My bucks all live together, they only make noise when a doe is in heat, or they're fighting.
Even with that said, my bucks wear themselves out during the day and sleep at night, so no noise then! (my LGD is another story...)


----------



## fcdairygoats (Jun 24, 2013)

My bucks live in their own pens. They have their own stall with their own runs. They are right next door to each other though. During breeding season I could never run them together. The fight way too much through the fence I couldn't imagine them being together and fighting. I am hoping when I fence in pasture that during the spring/summer when it's not breeding season I can turn all my bucks together to go out and browse.  During rut they boys are vocal but they have does in and out of the pens and they can see the doe pen even though it's quite a distance from them...during the other seasons they really don't make much noise unless it's time to feed.


----------



## thegoatmama (Mar 19, 2015)

My two bucks I bottle-raised from just a couple days old. They live together and graze until breeding season when they are put with their own group of does out of sight of the other. They don't do well together when in full rut...too much machismo. After they are out of rut, it takes a brief period to get used to each other again and be buddies rather than competition. They are typically very quiet unless they see me and want attention.
Sometimes when I have paddock(s) that need extra rest, my bucks must get tied out in unfenced area until the paddocks recovers. They are both on 20ft chains within sight of each other. I check on them at least twice a day and they are content to munch in place until I move them.


----------



## VVFarm (Dec 14, 2015)

I keep my bucks together all the time except during breeding when they run with their own group of ladies. 
They get along great & never fight or carry on except a little bit of sexual behavior (but not aggression) when they are in full rut. 
They have a large pasture to themselves, so I don't know if space is a factor or not?
They are Boers. About the same size bodies & horns.
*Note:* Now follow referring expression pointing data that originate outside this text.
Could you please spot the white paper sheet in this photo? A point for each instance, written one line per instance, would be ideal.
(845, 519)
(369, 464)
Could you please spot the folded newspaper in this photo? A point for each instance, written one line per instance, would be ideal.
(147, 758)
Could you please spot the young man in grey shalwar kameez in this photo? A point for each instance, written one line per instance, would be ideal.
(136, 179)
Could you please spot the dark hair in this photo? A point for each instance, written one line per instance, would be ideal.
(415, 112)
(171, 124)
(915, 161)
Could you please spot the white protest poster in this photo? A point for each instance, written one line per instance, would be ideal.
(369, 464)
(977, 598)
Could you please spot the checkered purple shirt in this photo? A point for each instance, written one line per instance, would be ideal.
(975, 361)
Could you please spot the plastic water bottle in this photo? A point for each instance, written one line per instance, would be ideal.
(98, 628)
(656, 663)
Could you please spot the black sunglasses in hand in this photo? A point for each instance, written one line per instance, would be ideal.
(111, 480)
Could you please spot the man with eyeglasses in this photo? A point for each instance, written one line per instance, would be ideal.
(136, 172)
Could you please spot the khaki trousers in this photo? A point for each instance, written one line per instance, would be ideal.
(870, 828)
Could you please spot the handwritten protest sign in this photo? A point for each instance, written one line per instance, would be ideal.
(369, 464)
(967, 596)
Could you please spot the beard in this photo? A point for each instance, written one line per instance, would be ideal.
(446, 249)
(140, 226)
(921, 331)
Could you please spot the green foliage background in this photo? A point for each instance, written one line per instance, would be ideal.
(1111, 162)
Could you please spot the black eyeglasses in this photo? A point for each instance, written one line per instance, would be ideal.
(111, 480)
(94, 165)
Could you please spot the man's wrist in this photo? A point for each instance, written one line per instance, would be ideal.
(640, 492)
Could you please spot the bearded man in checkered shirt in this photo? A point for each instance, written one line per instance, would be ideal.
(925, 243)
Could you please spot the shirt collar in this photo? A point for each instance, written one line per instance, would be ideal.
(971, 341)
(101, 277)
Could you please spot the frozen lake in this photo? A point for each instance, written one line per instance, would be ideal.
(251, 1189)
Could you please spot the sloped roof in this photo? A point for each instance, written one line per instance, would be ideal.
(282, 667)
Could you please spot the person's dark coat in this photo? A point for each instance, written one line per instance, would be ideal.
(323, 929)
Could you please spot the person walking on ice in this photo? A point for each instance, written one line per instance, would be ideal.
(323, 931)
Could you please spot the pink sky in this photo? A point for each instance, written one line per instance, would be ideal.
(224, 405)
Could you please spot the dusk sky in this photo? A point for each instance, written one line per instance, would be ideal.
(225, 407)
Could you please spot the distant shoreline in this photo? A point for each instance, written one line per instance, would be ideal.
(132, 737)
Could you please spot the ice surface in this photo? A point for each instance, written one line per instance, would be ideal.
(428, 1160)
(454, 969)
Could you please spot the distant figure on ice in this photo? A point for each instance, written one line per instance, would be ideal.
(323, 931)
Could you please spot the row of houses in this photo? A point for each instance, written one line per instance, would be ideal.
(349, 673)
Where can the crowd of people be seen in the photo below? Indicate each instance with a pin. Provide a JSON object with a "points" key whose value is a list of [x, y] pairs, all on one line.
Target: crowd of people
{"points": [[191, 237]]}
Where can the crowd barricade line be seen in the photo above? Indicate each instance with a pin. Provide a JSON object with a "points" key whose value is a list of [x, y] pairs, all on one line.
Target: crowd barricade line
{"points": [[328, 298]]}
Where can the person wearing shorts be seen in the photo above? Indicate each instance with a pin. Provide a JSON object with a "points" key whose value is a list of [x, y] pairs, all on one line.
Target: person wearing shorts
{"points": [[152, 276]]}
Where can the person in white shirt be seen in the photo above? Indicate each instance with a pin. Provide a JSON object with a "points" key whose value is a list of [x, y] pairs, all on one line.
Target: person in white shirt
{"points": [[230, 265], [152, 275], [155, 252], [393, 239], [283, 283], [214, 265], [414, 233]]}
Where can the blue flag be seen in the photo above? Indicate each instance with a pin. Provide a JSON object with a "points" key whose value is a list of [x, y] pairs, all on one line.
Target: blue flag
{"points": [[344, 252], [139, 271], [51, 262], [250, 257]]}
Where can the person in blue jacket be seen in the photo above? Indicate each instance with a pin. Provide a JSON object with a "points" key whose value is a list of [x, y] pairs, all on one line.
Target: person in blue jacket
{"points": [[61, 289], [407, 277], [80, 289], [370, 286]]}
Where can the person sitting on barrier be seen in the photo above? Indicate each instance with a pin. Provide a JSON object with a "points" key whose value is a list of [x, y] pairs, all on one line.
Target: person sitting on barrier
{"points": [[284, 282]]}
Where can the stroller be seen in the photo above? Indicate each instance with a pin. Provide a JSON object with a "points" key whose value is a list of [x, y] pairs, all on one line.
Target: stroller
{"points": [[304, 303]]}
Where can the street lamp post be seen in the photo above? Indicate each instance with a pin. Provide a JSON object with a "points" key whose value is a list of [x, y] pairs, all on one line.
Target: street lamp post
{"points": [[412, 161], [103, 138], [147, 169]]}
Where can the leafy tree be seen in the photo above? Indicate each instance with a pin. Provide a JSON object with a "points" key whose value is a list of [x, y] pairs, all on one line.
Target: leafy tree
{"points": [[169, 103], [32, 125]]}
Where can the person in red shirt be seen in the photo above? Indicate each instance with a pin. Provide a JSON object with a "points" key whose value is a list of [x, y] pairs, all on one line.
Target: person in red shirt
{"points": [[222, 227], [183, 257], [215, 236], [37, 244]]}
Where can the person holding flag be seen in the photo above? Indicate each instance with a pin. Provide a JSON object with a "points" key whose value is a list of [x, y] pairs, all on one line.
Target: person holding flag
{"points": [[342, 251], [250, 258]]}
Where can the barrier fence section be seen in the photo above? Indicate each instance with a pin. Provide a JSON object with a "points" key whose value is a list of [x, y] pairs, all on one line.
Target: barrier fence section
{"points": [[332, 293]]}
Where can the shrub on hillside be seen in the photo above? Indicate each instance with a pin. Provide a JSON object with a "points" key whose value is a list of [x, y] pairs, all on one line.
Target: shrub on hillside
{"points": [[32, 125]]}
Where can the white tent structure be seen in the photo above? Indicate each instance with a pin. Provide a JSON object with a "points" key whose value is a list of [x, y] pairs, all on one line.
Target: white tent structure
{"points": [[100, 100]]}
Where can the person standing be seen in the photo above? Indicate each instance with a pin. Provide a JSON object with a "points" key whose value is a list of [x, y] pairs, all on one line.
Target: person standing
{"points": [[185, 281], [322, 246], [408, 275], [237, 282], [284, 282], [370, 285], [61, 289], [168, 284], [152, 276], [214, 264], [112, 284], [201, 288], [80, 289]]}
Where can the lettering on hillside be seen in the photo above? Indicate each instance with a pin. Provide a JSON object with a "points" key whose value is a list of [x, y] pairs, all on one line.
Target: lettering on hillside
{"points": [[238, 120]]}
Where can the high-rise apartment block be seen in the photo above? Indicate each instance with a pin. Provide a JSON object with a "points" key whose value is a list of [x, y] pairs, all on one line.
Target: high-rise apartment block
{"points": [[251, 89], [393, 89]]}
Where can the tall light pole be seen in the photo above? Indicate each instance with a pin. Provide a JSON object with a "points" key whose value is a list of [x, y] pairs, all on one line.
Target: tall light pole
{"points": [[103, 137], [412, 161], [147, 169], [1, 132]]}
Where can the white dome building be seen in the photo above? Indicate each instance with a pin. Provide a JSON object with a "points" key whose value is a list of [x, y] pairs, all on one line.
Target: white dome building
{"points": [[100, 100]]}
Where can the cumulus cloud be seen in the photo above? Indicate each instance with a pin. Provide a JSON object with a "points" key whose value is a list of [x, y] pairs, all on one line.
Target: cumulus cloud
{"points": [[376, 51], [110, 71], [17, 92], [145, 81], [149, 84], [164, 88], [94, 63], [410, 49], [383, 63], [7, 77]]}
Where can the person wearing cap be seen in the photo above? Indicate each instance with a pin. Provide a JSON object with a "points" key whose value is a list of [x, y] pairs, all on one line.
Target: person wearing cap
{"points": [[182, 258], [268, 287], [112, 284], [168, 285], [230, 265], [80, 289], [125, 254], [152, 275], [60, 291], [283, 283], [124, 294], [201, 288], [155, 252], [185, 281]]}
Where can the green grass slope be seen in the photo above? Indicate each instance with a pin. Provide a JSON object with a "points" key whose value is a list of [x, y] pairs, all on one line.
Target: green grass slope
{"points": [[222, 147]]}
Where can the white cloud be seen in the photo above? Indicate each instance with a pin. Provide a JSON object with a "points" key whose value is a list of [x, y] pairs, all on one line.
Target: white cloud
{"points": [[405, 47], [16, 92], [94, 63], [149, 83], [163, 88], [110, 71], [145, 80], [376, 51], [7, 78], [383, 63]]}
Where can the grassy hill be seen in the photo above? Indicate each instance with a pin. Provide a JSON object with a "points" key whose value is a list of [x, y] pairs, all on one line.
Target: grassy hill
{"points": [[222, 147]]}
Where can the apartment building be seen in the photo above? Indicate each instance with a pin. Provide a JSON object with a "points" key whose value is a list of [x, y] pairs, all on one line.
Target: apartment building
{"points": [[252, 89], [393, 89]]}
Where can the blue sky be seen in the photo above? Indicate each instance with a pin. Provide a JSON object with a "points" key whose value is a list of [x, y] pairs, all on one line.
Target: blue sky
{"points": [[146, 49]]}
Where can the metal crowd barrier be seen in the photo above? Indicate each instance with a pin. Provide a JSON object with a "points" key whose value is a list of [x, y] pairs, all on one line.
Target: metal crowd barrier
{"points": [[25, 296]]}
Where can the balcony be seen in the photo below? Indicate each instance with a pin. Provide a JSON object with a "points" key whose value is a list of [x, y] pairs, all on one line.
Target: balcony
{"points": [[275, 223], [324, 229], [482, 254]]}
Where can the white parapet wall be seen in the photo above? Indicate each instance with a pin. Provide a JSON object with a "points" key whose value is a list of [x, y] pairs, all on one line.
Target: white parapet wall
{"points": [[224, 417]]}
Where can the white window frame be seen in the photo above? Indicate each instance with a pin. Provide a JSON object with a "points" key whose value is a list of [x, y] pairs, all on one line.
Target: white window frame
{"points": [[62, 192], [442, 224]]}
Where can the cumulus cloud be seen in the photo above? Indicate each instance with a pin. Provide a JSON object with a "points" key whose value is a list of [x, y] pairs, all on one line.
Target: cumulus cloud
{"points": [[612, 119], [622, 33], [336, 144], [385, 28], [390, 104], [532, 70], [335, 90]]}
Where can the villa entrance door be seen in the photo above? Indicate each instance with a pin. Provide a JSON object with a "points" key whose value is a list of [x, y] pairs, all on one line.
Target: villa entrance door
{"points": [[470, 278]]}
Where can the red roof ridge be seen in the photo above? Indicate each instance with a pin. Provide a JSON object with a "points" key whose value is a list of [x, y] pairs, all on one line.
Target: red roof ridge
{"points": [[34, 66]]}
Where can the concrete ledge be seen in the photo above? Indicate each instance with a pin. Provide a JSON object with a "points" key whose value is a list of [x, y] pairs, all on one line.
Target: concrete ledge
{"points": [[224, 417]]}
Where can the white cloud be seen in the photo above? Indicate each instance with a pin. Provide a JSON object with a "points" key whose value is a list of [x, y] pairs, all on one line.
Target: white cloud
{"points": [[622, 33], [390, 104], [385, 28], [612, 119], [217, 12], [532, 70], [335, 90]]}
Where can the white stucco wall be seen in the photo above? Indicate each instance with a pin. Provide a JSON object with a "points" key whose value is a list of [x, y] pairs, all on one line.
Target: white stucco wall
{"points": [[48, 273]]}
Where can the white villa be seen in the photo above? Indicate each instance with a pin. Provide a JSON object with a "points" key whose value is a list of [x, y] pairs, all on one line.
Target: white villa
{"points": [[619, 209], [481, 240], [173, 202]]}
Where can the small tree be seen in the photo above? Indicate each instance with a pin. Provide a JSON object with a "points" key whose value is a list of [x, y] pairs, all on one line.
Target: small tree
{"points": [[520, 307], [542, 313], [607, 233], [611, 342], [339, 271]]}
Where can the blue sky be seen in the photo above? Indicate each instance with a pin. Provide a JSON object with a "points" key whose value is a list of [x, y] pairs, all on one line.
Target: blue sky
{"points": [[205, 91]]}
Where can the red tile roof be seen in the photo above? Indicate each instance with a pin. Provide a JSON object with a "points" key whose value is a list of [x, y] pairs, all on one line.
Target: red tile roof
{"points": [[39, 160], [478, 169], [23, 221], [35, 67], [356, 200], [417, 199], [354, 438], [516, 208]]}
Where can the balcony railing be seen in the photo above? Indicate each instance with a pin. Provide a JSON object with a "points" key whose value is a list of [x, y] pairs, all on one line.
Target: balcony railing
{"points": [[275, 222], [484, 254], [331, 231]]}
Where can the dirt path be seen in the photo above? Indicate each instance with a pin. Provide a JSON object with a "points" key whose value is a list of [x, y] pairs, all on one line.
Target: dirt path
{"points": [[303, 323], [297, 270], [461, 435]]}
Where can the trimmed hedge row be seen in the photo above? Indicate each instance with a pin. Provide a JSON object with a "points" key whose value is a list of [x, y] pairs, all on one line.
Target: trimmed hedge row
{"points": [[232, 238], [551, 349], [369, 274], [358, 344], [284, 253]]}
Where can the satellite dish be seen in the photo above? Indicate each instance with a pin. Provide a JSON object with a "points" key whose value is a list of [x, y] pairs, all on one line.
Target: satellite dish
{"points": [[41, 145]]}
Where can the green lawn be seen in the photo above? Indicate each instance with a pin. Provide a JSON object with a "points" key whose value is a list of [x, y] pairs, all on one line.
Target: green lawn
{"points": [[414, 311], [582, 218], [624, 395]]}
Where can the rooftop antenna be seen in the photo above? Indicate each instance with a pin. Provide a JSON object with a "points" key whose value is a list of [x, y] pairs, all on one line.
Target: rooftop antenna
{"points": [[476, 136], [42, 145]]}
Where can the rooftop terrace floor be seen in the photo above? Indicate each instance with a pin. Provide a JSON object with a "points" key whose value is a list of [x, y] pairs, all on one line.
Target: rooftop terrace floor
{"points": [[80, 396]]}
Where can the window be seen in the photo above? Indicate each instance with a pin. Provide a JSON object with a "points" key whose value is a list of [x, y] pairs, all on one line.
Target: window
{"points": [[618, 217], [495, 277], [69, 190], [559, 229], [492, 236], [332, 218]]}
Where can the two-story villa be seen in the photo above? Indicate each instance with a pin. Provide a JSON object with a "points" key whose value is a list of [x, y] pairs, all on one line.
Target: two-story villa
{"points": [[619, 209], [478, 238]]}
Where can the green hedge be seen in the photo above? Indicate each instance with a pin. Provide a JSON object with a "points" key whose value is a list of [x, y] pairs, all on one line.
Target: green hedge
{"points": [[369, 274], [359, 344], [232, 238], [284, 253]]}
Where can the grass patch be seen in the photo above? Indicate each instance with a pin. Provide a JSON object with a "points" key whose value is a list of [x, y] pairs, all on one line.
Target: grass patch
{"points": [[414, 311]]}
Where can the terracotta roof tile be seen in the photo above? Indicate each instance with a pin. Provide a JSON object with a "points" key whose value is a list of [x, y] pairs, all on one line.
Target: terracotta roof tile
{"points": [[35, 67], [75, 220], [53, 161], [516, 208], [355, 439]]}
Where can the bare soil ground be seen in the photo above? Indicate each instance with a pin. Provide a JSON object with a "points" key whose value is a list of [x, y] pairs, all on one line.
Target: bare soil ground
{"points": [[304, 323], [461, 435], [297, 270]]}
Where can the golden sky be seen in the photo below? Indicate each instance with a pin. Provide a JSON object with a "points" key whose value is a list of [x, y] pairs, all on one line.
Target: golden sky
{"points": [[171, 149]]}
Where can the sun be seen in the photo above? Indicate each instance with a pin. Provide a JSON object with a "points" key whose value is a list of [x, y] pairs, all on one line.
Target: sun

I don't think I'd trust them with a smaller or a hornless buck in the same pasture... Keep any potential fighting reasonably fair. ;-)


----------



## VVFarm (Dec 14, 2015)

Hmmm... Another thought just occurred to me...
How OLD are your bucks? Could that be a factor? 
My bucks who live together are mature old men. However, sometimes the buckling weanling pen can get pretty loud, offensive to any prude or sensitive eyes and occasionally bloody as those crazy teenage male hormones rage. This usually happens right around shipping time so I don't know how long til they might outgrow it. 
If your bucks are young, maybe they just need to mature a bit?


----------



## Goats Rock (Jun 20, 2011)

I have my bucks all in one big pen- 10 dairy boys. 2 are 4 yr. olds, the rest are coming up on 2 yrs. old. They 
make some noise, especially when I bring a buck back from the main doe barn after a breeding session, but, 
they are ok together. They remind me of teenage boys- always fussing around, making silly noises and acting goofy! (sorry any teenage boys! not trying to be mean!).


----------



## fcdairygoats (Jun 24, 2013)

Goats Rock said:


> I have my bucks all in one big pen- 10 dairy boys. 2 are 4 yr. olds, the rest are coming up on 2 yrs. old. They
> make some noise, especially when I bring a buck back from the main doe barn after a breeding session, but,
> they are ok together. They remind me of teenage boys- always fussing around, making silly noises and acting goofy! (sorry any teenage boys! not trying to be mean!).


You have TEN bucks? wow lol I thought I had my hands full with 3 adults and a kid buck. I could not imagine having that many blubbering guys around haha.
When I designed my buck barn, I only designed it to hold 4 bucks so thats my maximum number I can have at one time...And I did that for a reason...otherwise I'd end up with too many bucks!


----------



## RedLotusNigerians (Dec 13, 2011)

Sorry for the lateness in responding, folks! I somehow forgot I made this post until I got a notification email from TGS, LOL!

My boys are mature, one will be 5 in February, the other will be 4 and they've lived with each other for years now. They do have their quiet moments during the day and they're pretty quiet at night (for the most part), but it just seems like they're always harassing each other in the way bucks do (lots of singing and sneezing and etc.), lol. They always butt heads at night, too, right before they get dinner. They're especially rowdy when one or more of my girls comes into heat across the lot. 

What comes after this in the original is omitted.